Aim: To describe the clinical picture, diagnosis, and treatment of a patient with encephalopathy as a manifestation of manganese-induced non-Wilsonian hepatolenticular degeneration (NWHD) in a high-complexity care center in a Latin American country. Case description: A 55-year-old male patient from the United States with a history of liver disease associated with alcohol consumption was admitted to the emergency department due to diarrhea, hematemesis, and psychomotor agitation. During his stay, his state of consciousness deteriorated, requiring orotracheal intubation. In his diagnostic study, cerebrospinal fluid tests were negative for infectious etiologies; the endoscopic examinations showed no marks of portal hypertension bleeding, while ammonium and tests for metabolic causes were normal. However, areas of hyperintensity in the basal ganglia were documented on brain MRI, with normal ceruloplasmin serum and urine copper levels, which ruled out Wilson's disease and determined the diagnosis of manganese-induced NWHD. Conclusion: NWHD is a rare cause of chronic encephalopathy with clinical manifestations of extrapyramidal symptoms secondary to basal ganglia dysfunction due to severe liver disease. Its diagnosis becomes a challenge, given that manganese deposits produce it, and no biomarkers can establish the level of exposure to this metal. Brain MRI is indispensable in reflecting these deposits in the basal ganglia.

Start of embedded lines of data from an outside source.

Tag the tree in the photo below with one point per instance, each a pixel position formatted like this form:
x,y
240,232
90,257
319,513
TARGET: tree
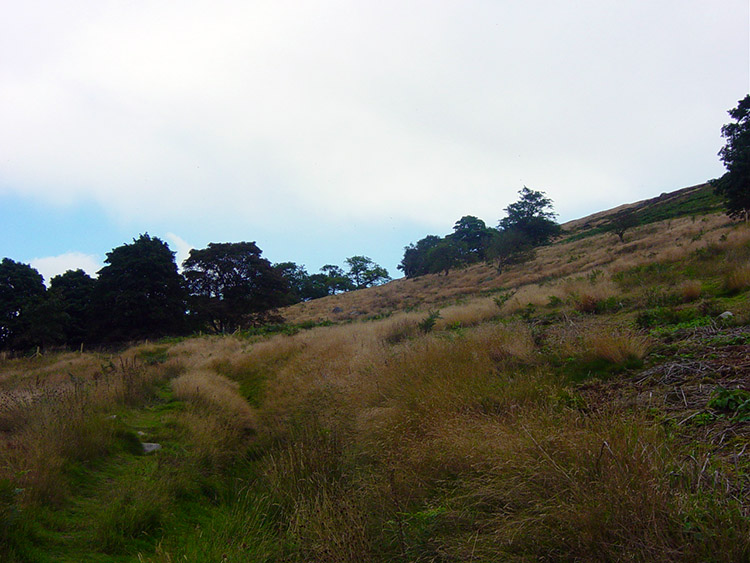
x,y
734,186
474,236
531,215
623,221
21,293
445,256
363,272
138,294
74,289
233,287
415,262
303,286
510,247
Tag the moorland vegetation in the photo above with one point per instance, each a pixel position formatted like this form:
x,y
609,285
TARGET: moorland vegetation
x,y
590,403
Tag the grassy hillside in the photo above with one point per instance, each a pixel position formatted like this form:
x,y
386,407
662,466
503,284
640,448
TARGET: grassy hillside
x,y
591,405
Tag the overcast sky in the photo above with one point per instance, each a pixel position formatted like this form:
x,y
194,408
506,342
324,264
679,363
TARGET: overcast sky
x,y
324,129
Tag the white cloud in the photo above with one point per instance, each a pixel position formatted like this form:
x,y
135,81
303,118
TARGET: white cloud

Objetivo: Describir la presentación clínica, el diagnóstico y el tratamiento de un paciente con encefalopatía como manifestación de degeneración hepatolenticular no wilsoniana producida por manganeso, en un centro de alta complejidad de un país latinoamericano. Descripción del caso: Paciente masculino de 55 años, procedente de Estados Unidos, con antecedente de enfermedad hepática asociada con consumo de alcohol, quien ingresó al servicio de urgencias por un cuadro de diarrea, hematemesis y agitación psicomotora. Durante la estancia presentó deterioro en el estado de consciencia, por lo que requirió intubación orotraqueal. En su estudio diagnóstico, las pruebas de líquido cefalorraquídeo fueron negativas para etiologías infecciosas, en los estudios endoscópicos no tenía estigmas de sangrado portal hipertensivo y el amonio y los estudios para causas metabólicas fueron normales. Sin embargo, se documentaron áreas de hiperintensidad en los ganglios de la base en la resonancia magnética cerebral, con niveles de ceruloplasmina sérica y cobre urinario normales, lo que descartó enfermedad de Wilson y definió el diagnóstico de degeneración hepatolenticular no wilsoniana por depósitos de manganeso. Conclusión: La degeneración hepatolenticular no wilsoniana es una causa infrecuente de encefalopatía crónica con manifestaciones clínicas de extrapiramidalismo, secundaria a disfunción de los ganglios de la base por enfermedad hepática grave. Su diagnóstico se convierte en un reto, dado que se produce por depósitos de manganeso y no existen biomarcadores que puedan establecer el nivel de exposición a este metal. La resonancia magnética cerebral juega, por tanto, un papel indispensable al reflejar esos depósitos en los ganglios de la base.